In short, using a linear accelerator to launch payloads from the surface of the Earth to orbit is as much or more science fiction than beanstalks or antimatter rockets, and as a practical means is scarcely more credible than anti-gravity or teleportation (insofar as we can at least assert that there may be unknown principles that make they latter feasible). Launching payloads using a very long solar-orbiting accelerator may be just possible some day (albeit beyond conventional materials and propulsive technology) but launching payloads from a planetary surface would require beyond conception material strength for both the accelerator and the payload.

Stranger

What happened to the Meissner’s frog?

No, it’s turtles – turtles all the way down.

Yeah, I got interrupted in that post and was going to finish with exploding spacecraft. I think we’ll be using combustion for a long time, but if ground based lasers or hypothetical fusion reactors are used in spacecraft, heating a container of water or liquid nitrogen are likely propellants. I’m considering mainly reaching earth orbit. Combustion rockets combined with air breathing engines like ramjets or scramjets, or or combined with electric rail gun or cannon type technology seem likely to be the next step on the horizon. Also, manned versus unmanned missions will also make a difference in the technology used. Unmanned rockets can afford a lower safety factor, and more strenuous launch conditions. I couldn’t find the cite, but someone posited that we are nearing the point where Single-Stage-To-Orbit craft could be built if they could be launched at 10,000 feet above sea level at the equator. We could build spaceports in the Andes or Himalyas, or use balloons or craft dropped from air-breathing planes to achieve that using combustion rockets.

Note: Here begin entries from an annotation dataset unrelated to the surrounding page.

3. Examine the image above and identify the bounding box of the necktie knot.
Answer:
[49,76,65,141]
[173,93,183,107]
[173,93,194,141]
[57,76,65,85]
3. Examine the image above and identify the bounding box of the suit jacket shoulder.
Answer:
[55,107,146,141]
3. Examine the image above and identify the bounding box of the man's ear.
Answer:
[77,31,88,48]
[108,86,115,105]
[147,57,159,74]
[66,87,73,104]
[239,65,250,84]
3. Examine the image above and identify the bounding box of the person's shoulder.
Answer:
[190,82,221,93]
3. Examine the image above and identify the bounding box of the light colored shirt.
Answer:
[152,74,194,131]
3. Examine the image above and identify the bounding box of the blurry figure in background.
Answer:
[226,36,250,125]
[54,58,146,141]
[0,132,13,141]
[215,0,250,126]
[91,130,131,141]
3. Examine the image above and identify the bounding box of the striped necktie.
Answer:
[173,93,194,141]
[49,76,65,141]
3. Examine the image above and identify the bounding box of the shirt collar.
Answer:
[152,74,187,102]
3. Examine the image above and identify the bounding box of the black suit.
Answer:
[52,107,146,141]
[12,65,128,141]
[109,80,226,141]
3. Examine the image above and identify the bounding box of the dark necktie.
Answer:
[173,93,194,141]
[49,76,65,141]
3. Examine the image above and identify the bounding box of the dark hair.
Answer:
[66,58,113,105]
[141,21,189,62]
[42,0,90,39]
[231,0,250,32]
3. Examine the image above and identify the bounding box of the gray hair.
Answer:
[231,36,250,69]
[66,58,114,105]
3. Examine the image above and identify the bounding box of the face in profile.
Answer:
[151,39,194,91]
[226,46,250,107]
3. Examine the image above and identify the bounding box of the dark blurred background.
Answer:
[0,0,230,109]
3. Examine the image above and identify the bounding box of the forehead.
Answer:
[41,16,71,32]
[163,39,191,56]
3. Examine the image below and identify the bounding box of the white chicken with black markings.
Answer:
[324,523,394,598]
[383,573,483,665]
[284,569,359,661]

Although there is a definite advantage in terms of orbital momentum for launching from the equator, launching at altitude offers only modest advantages (albeit for a single-stage-to-orbit vehicle, it does mean less compensation for changes in ambient pressure). Although it may seem that being 10,000 feet higher is as many feet less to travel, the true measure is the gain in speed required to achieve orbital energy, which is marginal from such a small increase in altitude.

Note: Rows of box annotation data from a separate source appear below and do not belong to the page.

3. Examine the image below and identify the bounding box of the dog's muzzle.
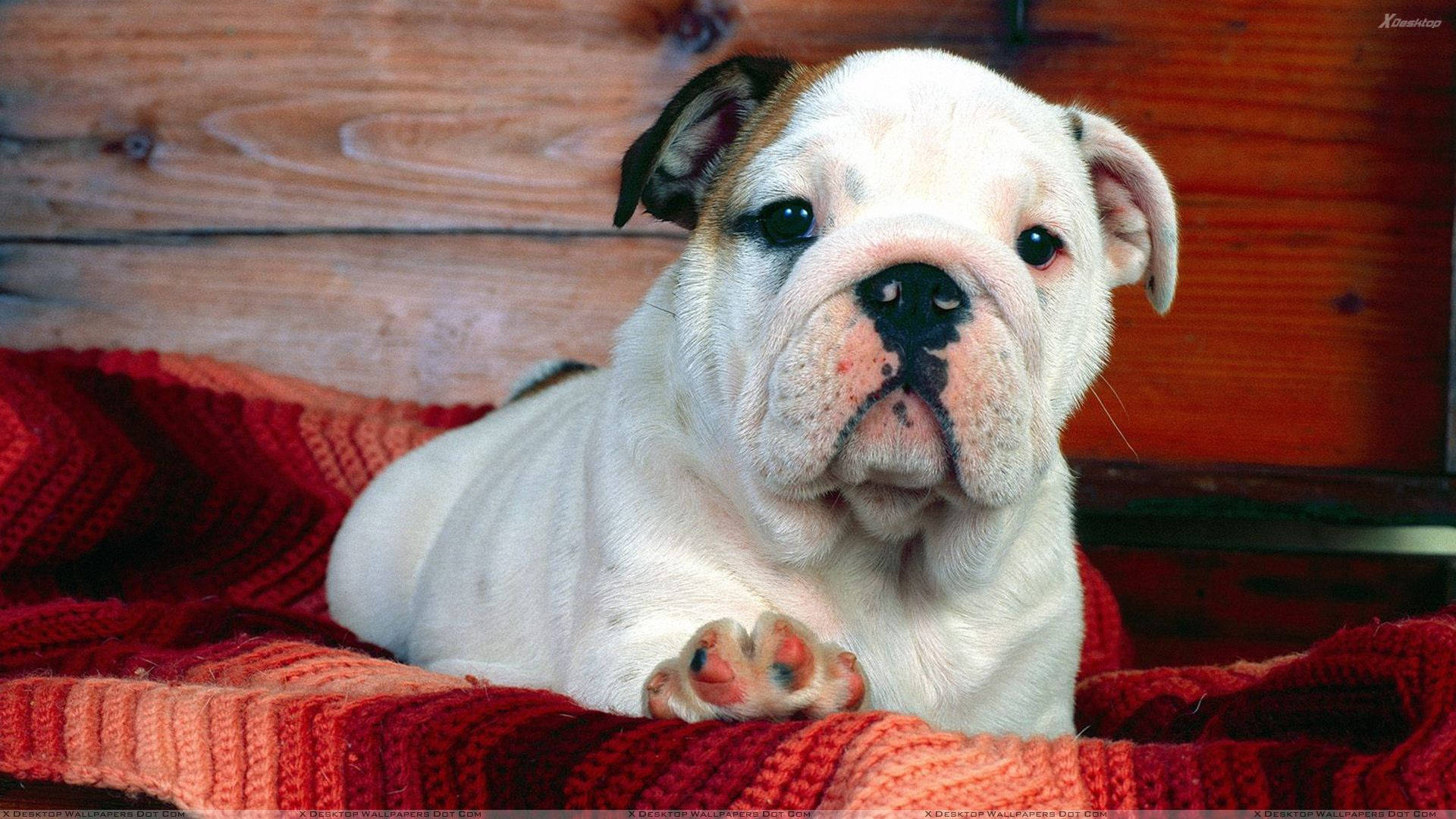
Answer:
[855,262,971,398]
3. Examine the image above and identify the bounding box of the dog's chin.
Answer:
[828,389,952,490]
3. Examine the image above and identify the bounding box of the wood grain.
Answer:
[0,236,680,403]
[0,0,1456,474]
[0,223,1440,475]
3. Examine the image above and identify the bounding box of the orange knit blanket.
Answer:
[0,351,1456,809]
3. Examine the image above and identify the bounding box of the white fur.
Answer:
[328,51,1176,735]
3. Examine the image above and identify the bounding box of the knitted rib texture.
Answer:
[0,351,1456,809]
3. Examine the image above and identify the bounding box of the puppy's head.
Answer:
[616,51,1178,538]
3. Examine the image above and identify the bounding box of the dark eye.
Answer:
[1016,224,1062,268]
[758,199,814,245]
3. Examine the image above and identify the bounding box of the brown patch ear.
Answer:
[1068,111,1178,313]
[613,57,793,229]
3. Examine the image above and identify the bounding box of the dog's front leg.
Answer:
[642,612,864,721]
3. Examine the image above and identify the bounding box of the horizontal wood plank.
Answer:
[0,236,680,403]
[0,225,1440,475]
[0,0,1456,472]
[0,0,1456,236]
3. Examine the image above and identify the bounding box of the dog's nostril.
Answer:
[855,262,968,337]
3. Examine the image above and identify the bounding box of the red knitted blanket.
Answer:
[0,342,1456,809]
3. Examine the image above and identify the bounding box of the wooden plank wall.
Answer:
[0,0,1456,474]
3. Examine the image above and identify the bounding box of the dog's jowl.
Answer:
[328,51,1178,735]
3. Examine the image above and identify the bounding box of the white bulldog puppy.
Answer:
[328,51,1178,736]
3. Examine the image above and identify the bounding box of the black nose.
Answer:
[855,262,970,350]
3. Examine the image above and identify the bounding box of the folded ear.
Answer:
[613,57,793,229]
[1067,109,1178,313]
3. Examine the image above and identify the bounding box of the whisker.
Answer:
[1097,373,1128,416]
[1087,384,1141,460]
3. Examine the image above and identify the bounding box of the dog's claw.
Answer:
[642,613,864,721]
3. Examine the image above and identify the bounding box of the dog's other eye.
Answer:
[1016,224,1062,270]
[758,199,814,245]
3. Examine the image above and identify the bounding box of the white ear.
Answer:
[1068,109,1178,313]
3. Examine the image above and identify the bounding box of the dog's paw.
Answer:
[642,612,864,721]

Actually, the SSTO is at least marginally possible with existing propulsion technology. The first stage of the the LGM-25 ‘Titan II’ is effectively an SSTO (albeit one with a minimal payload). Very modest improvements in existing engines combined with altitude-compensating nozzles (like the plug nozzle or aerospike) would allow for SSTO capability with very useful payloads; indeed, one radical proposal for the American Space Transportation System proposed by Chrysler Aerospace had a large craft with an Apollo Command Module-like outer mold line using both aerospike engines (for ascent) and air-breathing engines (to provide some modest cross-range and soft-landing capability after a blunt-body energy wasting re-entry maneuver) capable of carrying heavy-class payloads and a personnel shuttle to orbit, and returning as a unitary vehicle. The DC-X ‘Delta Clipper’, being originally developed under the aegis of the Strategic Defense Initiative Office and latter transferred to NASA, showed good promise at developing the necessary technology for an SSTO vehicle, but was poorly funded and ultimately cancelled despite significant successes in suborbital flight.